Back to the main topic, eSilicon gave a presentation at the conference on their work with ANSYS to validate signal and power integrity in designs for eSilicon customers. You should understand first that eSilicon works with customers on the leading-edge of custom ASIC design, from HPC to networking, AI and 5G infrastructure. I wrote recently about their platform-specific offerings for AI and networking at 7nm in advanced 2.5D packaging options with high-bandwidth memory stacks. Point being that this is bleeding-edge design for system customers demanding total system performance, not just “the chip works to spec”. So, these designs are a good test for the ANSYS “chip-package-system” (CPS) mantra.
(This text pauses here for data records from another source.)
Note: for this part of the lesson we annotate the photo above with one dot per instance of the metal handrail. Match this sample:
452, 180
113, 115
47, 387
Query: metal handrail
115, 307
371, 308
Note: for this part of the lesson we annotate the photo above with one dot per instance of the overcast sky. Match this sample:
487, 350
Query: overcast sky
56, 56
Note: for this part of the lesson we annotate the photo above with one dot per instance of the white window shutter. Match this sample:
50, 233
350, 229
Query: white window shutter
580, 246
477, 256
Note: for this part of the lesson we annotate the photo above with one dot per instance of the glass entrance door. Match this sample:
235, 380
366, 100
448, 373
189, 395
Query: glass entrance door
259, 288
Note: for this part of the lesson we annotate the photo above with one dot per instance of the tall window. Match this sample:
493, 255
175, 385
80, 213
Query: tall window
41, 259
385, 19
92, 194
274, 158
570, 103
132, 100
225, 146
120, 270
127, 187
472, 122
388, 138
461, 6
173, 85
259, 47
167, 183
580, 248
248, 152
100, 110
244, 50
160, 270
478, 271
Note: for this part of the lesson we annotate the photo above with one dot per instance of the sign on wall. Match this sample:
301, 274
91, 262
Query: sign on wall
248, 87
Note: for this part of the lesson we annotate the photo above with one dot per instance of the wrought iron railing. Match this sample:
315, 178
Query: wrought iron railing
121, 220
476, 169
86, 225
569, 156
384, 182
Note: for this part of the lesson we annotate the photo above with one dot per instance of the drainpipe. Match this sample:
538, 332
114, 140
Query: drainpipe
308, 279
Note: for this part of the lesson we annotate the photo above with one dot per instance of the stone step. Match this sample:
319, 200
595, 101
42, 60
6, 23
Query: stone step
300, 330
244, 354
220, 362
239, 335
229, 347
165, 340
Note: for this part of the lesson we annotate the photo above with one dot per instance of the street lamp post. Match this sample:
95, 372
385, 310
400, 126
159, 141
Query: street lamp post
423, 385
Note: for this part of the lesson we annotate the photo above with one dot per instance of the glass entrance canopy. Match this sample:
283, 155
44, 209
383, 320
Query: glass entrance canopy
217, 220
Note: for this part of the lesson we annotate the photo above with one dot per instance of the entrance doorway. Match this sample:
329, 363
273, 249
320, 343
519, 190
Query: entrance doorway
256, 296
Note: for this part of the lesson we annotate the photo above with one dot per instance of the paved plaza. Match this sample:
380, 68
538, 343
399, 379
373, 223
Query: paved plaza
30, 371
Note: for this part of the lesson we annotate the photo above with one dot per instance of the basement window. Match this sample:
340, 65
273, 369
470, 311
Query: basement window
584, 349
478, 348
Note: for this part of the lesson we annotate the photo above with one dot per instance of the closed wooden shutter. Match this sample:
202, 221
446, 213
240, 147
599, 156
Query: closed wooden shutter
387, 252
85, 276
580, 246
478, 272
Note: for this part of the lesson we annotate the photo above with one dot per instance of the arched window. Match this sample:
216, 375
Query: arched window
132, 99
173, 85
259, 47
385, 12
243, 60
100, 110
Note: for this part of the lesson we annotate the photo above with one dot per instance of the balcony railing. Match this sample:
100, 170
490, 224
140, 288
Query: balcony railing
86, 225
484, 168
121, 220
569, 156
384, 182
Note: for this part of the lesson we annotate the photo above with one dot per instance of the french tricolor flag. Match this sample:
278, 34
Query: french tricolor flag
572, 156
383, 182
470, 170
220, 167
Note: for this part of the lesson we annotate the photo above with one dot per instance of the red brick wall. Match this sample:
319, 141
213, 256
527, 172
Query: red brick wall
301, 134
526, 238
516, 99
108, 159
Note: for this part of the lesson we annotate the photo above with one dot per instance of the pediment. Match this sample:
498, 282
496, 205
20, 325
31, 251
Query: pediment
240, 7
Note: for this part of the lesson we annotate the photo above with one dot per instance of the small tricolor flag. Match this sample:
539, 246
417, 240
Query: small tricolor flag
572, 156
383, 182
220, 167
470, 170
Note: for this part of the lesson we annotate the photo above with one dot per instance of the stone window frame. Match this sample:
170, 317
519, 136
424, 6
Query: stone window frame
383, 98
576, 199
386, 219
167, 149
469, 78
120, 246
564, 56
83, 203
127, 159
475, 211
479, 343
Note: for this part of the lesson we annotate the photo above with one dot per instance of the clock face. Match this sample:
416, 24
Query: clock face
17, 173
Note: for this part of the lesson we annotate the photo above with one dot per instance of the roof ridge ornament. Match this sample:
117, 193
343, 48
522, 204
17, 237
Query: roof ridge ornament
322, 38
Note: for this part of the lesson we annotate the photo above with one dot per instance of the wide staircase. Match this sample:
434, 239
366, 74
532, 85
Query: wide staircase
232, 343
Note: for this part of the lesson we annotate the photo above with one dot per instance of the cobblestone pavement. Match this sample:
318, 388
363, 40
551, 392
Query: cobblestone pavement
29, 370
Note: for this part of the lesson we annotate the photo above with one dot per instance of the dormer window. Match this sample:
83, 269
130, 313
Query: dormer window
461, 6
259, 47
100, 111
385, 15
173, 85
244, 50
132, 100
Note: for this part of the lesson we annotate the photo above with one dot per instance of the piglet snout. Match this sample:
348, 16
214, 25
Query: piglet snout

eSilicon doesn’t build the boards. Their customers do that, so they work collaboratively to extract, analyze and optimize the board design together with the ASIC package, interposer and components on the interposer. The speaker, Teddy Lee from eSilicon, detailed flows they used for signal integrity (SI), DC power integrity (PI) and AC power integrity. For signal integrity they extract 3D models from the MCM database into the ANSYS HFSS tool and from this build S-parameter models for insertion loss, return loss and crosstalk, then optimize traces, materials, spacing, etc. and iterate. They do this for the substrate layout and the interposer design, then connect the 2 models and send to the customer for use in their IBIS-AMI channel analysis.
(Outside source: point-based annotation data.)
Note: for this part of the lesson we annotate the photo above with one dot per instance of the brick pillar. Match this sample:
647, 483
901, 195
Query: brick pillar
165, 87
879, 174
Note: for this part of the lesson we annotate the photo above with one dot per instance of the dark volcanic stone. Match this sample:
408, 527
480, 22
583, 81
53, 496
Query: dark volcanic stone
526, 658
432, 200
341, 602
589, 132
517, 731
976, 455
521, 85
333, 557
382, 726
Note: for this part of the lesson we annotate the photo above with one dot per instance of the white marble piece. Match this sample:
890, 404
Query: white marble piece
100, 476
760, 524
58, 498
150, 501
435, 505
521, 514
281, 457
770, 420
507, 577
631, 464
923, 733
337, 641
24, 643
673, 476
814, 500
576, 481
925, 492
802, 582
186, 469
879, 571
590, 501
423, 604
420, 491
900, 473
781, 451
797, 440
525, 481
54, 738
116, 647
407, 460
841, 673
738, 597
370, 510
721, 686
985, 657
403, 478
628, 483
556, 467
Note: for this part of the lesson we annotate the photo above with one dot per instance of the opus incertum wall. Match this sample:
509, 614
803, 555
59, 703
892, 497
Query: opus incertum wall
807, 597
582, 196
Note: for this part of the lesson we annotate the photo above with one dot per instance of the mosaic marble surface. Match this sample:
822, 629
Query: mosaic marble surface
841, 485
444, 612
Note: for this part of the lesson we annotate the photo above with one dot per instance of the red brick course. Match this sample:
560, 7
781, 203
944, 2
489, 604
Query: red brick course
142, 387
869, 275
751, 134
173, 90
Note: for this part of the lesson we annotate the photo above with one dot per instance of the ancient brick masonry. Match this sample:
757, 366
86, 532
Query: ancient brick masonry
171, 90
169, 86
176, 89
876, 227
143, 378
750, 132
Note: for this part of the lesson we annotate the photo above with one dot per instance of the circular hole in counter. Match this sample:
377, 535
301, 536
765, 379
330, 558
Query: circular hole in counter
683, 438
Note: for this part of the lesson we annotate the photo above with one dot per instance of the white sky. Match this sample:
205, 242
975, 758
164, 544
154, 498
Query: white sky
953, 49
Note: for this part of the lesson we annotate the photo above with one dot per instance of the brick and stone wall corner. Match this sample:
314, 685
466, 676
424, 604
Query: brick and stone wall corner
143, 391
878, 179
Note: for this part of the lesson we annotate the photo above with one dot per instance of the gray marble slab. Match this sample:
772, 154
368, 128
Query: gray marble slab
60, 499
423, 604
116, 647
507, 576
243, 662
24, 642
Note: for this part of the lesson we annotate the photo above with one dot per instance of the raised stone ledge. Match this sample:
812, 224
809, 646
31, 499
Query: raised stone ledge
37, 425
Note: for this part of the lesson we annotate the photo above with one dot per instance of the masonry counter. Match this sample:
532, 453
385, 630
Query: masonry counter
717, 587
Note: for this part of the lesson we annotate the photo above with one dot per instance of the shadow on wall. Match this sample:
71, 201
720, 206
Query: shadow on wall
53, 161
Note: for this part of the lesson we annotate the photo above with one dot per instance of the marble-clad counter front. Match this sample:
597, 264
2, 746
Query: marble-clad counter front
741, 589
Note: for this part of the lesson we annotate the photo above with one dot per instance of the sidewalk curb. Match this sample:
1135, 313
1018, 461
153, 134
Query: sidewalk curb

In DC power integrity, customers want to model DC voltage drop from the voltage regulator module (VRM) on the board, through trace and then through the package. Here a customer will again use SIwave to build a model, with IR drop and current densities, which eSilicon combines with a similar model extracted from the package substrate and the silicon interposer and then runs a DC simulation with SIwave. You can see simulated voltage gradients from the VRM to the package in the first figure and from the substrate up through the interposer in the picture above. This clearly provides very fine-grained analysis of power distribution all the way from the voltage regulator on the board up to the die ports.
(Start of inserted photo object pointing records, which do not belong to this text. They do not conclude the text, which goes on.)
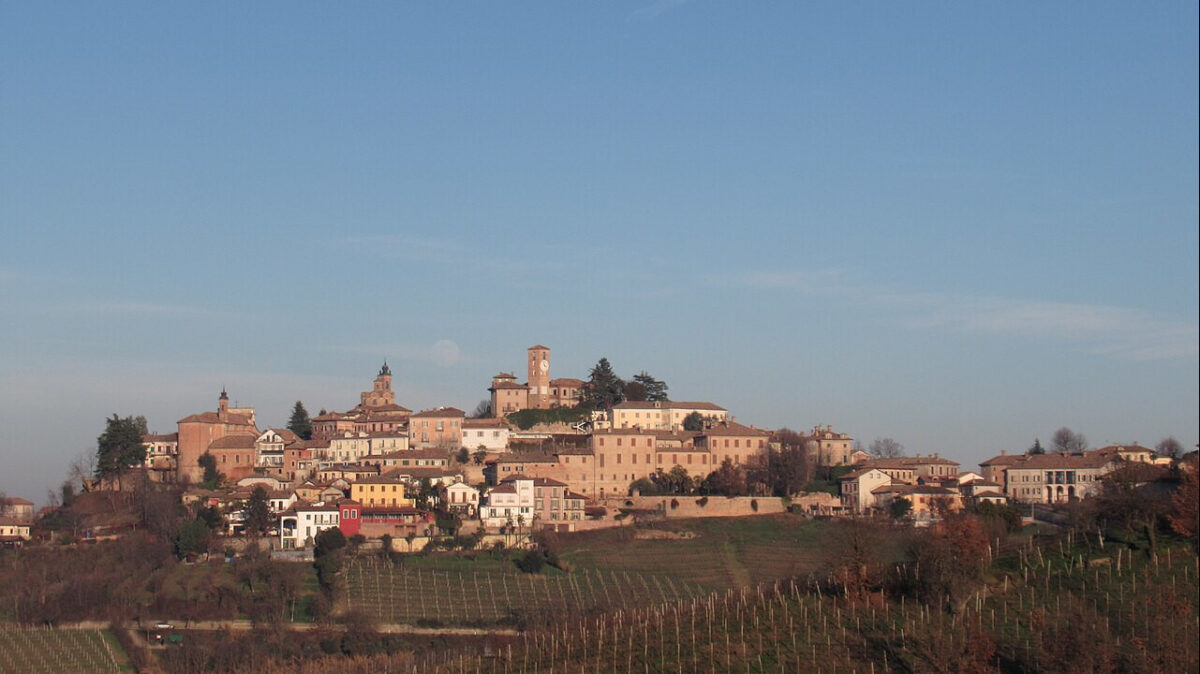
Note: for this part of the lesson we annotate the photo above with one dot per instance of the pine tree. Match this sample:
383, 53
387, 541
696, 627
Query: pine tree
300, 423
120, 446
655, 389
604, 389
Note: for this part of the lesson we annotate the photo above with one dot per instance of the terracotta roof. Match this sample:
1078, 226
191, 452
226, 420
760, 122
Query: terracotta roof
287, 435
636, 431
527, 458
537, 481
233, 443
484, 423
1003, 459
425, 471
391, 510
574, 451
441, 413
670, 404
385, 479
733, 428
160, 438
213, 417
888, 463
1057, 462
857, 474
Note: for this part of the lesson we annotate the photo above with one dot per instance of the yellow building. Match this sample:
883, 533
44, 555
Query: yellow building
383, 491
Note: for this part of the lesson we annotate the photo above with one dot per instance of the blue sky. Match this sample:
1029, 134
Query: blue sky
953, 224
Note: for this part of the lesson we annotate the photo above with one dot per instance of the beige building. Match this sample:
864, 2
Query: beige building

In Teddy’s view, this system to die view, with accurate extraction at all levels, is essential to getting reliable PI analysis down to the die. He noted that you can’t just assume an idealized VRM somewhere on the PCB. You have to define where it’s going to sit and extract the real traces though which it will ultimately drive the package – the PI analysis you get from the idealized model may be quite different from the real model.
Teddy wrapped up with an explanation of their approach to AC power integrity where they want to look at the impact of noise generated by the die or on the board (everything looks good at DC, but what happens when a power domain turns on or another device on the board suddenly becomes active?). Here they use RedHawk to build a chip power model for the die and interposer, then combine that with an SIwave model for the package substrate and board. Based on this they do a system-level simulation (PCB down to the die) and perform a frequency domain simulation to see where they should add package-level decaps to reduce system-level resonances at the package. This is followed by a time-domain analysis looking at noise on the die. Depending on how this turns out, they may feed that back to the frequency domain analysis where they can change some of those decaps or perhaps change some trace geometries. And again iterate.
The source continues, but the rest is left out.